The COVID-19 pandemic is impacting virtually every sector of life around the world, including individuals, school districts, independent companies, and entire cities. The crypto industry is no exception. Despite past promotion as “safe haven” assets, cryptocurrencies have experienced price drops along with traditional financial markets in response to the worsening pandemic.
Some features of the crypto community could help it weather this storm. Predictions for its future vary but it’s worth watching the industry closely moving forward.
“Crypto Twitter” from earlier this year reveals that the crypto community was weeks ahead in calling for people to prepare for the coronavirus pandemic. Most crypto companies were quicker to react than companies in other industries. Those sounding the early warnings have been proven right, as governments have been putting stay-at-home orders in place and instituting restrictions on business functions.
Since the 2008 recession, the crypto mindset has included an awareness of potential market meltdowns, government leadership failures, and widespread disruptions. That awareness, along with skepticism of centralized fiat currency systems, has prepared crypto firms to take the necessary steps to respond to a pandemic, including acting independently from multiple locations without reliance on typical services.

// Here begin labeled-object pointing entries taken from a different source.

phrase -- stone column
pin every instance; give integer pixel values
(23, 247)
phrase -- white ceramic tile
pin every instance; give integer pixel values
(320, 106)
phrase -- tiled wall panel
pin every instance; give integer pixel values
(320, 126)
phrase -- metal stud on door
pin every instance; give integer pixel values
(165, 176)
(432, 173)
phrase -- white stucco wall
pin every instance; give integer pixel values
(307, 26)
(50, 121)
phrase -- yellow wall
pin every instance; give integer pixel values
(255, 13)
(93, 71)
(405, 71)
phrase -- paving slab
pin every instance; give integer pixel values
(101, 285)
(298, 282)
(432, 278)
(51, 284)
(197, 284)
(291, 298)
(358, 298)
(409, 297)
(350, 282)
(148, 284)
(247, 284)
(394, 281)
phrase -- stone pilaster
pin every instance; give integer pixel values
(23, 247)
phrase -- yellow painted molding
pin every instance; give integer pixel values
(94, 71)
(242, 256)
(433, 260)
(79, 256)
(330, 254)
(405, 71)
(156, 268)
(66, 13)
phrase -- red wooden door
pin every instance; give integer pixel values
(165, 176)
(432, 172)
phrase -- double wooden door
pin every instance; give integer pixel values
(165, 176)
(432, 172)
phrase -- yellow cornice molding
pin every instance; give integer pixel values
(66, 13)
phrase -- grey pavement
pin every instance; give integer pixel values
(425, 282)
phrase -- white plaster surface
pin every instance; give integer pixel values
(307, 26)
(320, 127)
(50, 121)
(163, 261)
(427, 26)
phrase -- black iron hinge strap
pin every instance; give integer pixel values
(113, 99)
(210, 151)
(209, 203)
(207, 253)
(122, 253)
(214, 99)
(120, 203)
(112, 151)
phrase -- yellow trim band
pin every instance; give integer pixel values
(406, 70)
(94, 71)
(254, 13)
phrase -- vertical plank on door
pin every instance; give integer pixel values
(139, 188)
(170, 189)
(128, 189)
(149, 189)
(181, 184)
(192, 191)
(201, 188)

Crypto Values Drop and Recover
Cryptocurrency prices haven’t been immune to the impacts of the pandemic. Bitcoin had been trading around $10,000 in mid-February, but lost half its value in mid-March, experiencing its worst drop in years. Other cryptocurrencies also fell sharply during that same week in March, with Ethereum down 46% and XRP down 40%.
Since that March low point, however, Bitcoin has recovered to $6,792 as of April 3. Whether this is the start of a sustained recovery or another blip in the pandemic turbulence remains to be seen.
The Pandemic Effect
In the past, many advocates proposed that cryptocurrencies would function as safe-haven assets during times of market turmoil. With its fixed supply and strict rules for the creation of new tokens, it shouldn’t be as vulnerable to fiat currency manipulations by central banks or governments. In fact, during past market stresses, cryptocurrencies have seen a rise in prices.
The volatility during this pandemic suggests to some that it wasn’t a safe haven asset to begin with and should instead be viewed as a risky asset. But there have been alternative explanations for the price declines, including the lack of an agreement between Russia and Saudi Arabia over crude oil production and the PlusToken Ponzi scheme that happened in China and Korea.
Business as Usual?
Crypto businesses have been adjusting to a pandemic-ridden world along with other industries, canceling or postponing global crypto conferences and shifting others to virtual platforms, such as with Consensus 2020, one of the largest events in the industry.
Massari set up work from home policies as early as March 3, well before most other businesses. Coinbase, a leading cryptocurrency exchange, created a multistage disease response plan:
- Employees and offices will take designated steps based on when certain thresholds are met (e.g., a rise in cases in the vicinity of an office).
- The company will conduct threat assessments on a case-by-case basis.
- Different office locations are rated differently based on local conditions.
The decentralized nature of the crypto industry confers an advantage when shifting operations away from in-person contacts. Tech workers in general, including those working with crypto firms, are already accustomed to getting projects started without meeting together in a physical location. This approach helps keep economic deals going despite pandemic restrictions.
Bitcoin companies have systems in place to allow owners to keep control over their crypto money during this type of crisis. Casa, for example, has a two-key system for safety and flexibility: a mobile key stored on an iOS or Android device with a remote backup and a Casa recovery key for use in emergencies.
Predictions for 2020
Current predictions for the future of cryptocurrencies vary quite a bit, from optimism about price rises to concerns about continued volatility:
- Matt Keiser, of the Keiser Report, predicted in early March that pandemic panic will drive Bitcoin prices up to $100,000.
- At the end of March, based on the spike in demand for gold and its increasing lack of availability during the pandemic, Keiser said, “I predict…that once people realize that they cannot get gold, they’ll start flocking en masse into Bitcoin” to protect their wealth with a reliable store of value.
- Some analysts speculate that a decline in crypto prices, along with the pandemic-related disruption in crypto businesses, could have long-reaching negative implications for the future of the industry.
- As long as risk-sensitive speculators are involved in the cryptocurrency market, there will likely continue to be price swings.
- Developing a common purpose for cryptocurrencies, versus the varied uses that exist now, could help smooth out prices.
While it appears that cryptocurrencies, like Bitcoin, won’t completely escape the impact of the COVID-19 pandemic, it remains possible that they will still outperform traditional markets during these turbulent times. With its built-in abilities to function without in-person interactions and its lack of vulnerability to centralized currency manipulations, crypto is worth keeping a close eye on during this pandemic.